Report looks at how non-EU nations handle novel foods, GMOs

A report has shown how the regulation of novel foods and genetically modified organisms is different around the world.

Research published by the Food Standards Agency (FSA) looked at international regulations on genetically modified and novel foods and how they differ from requirements in the United Kingdom.

Novel foods and genetically modified organisms (GMOs) are subject to a large variation in regulatory approaches in non-EU countries. A novel food is a food or substance that was not used for human consumption to a significant degree within the EU before mid-May 1997.

Countries selected for the novel foods review included Australia, Canada, Japan, and the United States while Argentina, Australia, Brazil, Canada, and the United States were studied in terms of GMOs.

Novel foods
The report, produced by Campden BRI, assessed how differences in regulations impacted trade and the approach countries have for authorization.

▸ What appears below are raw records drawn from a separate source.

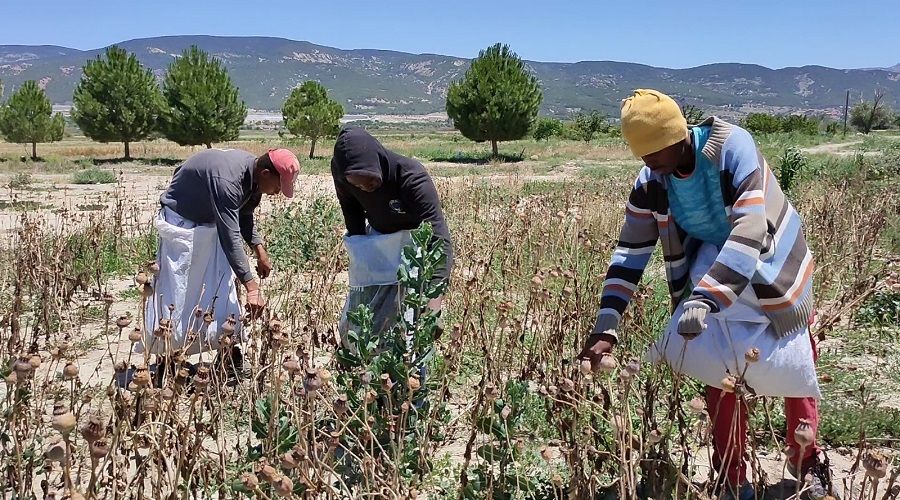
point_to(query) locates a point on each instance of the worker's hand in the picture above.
(256, 304)
(596, 346)
(693, 319)
(263, 263)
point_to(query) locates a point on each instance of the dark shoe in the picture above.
(816, 474)
(745, 492)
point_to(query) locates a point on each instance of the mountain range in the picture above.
(368, 81)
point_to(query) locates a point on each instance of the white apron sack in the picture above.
(193, 272)
(375, 259)
(786, 367)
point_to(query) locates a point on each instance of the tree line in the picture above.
(497, 99)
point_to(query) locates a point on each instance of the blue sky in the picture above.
(774, 33)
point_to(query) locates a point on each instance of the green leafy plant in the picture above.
(202, 105)
(309, 112)
(28, 118)
(546, 128)
(793, 162)
(497, 99)
(117, 99)
(587, 125)
(382, 370)
(94, 176)
(301, 232)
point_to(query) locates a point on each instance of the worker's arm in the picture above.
(354, 215)
(737, 261)
(421, 198)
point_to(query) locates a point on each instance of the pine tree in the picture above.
(117, 100)
(202, 105)
(310, 113)
(28, 118)
(497, 99)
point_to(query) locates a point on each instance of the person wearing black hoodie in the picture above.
(389, 191)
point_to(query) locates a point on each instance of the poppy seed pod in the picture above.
(875, 464)
(63, 420)
(804, 434)
(70, 371)
(752, 355)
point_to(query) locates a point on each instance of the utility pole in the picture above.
(846, 105)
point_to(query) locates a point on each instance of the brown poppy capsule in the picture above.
(202, 378)
(490, 392)
(23, 367)
(124, 321)
(230, 325)
(284, 487)
(141, 278)
(93, 429)
(549, 453)
(268, 473)
(729, 383)
(70, 371)
(63, 420)
(289, 461)
(99, 448)
(340, 404)
(608, 363)
(56, 451)
(585, 367)
(633, 367)
(752, 355)
(291, 365)
(697, 405)
(875, 465)
(249, 481)
(151, 400)
(804, 434)
(386, 383)
(141, 377)
(135, 336)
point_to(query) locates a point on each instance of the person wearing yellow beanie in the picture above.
(651, 122)
(705, 190)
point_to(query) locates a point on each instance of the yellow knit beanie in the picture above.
(651, 122)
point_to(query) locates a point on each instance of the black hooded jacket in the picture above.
(407, 196)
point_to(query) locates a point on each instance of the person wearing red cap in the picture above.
(206, 217)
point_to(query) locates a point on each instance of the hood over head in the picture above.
(356, 152)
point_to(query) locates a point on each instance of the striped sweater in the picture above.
(765, 249)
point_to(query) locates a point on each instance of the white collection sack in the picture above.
(785, 367)
(375, 259)
(193, 272)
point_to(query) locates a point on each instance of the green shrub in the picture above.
(546, 128)
(881, 309)
(301, 232)
(94, 176)
(792, 164)
(22, 180)
(761, 123)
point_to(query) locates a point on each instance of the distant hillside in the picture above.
(385, 82)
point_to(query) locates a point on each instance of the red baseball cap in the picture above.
(287, 165)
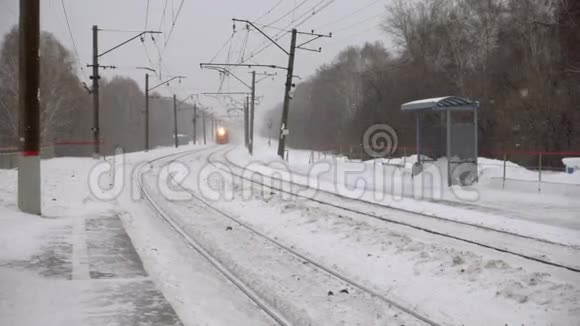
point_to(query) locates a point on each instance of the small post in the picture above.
(504, 169)
(252, 110)
(288, 90)
(95, 91)
(540, 173)
(449, 142)
(195, 124)
(175, 131)
(146, 112)
(246, 124)
(204, 135)
(29, 186)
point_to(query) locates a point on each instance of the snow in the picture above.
(573, 162)
(447, 280)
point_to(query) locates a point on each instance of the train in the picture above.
(222, 135)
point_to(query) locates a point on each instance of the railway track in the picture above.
(262, 304)
(535, 258)
(329, 271)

Japan and the U.S. do not directly address novel foods or food ingredients in legislation. Australia and Canada have a regulatory stance that more closely reflects the EU position, however, there are differences in the definitions, what falls under novel food legislation, and authorization procedures. In both markets, approval is required before such food is sold.

In the UK, local authorities, including trading standards and environmental health officers, are responsible for the inspection of novel foods on the market and enforcement of such legislation.

Genetically modified foods
For GMOs, the EU and Australia place emphasis on the process used to derive the product while Argentina, Canada, and the United States focus on the final product. The Australian approach relies on the regulator reviewing the lists of techniques that generate or do not generate GMOs. In Canada and the United States, genetically modified products are regulated under the same legal provisions as their conventional counterparts.

Argentina and Canada have no mandatory requirements for labelling GMO content in foods. Such labelling is required in Australia, Brazil, and the EU but the rules are different.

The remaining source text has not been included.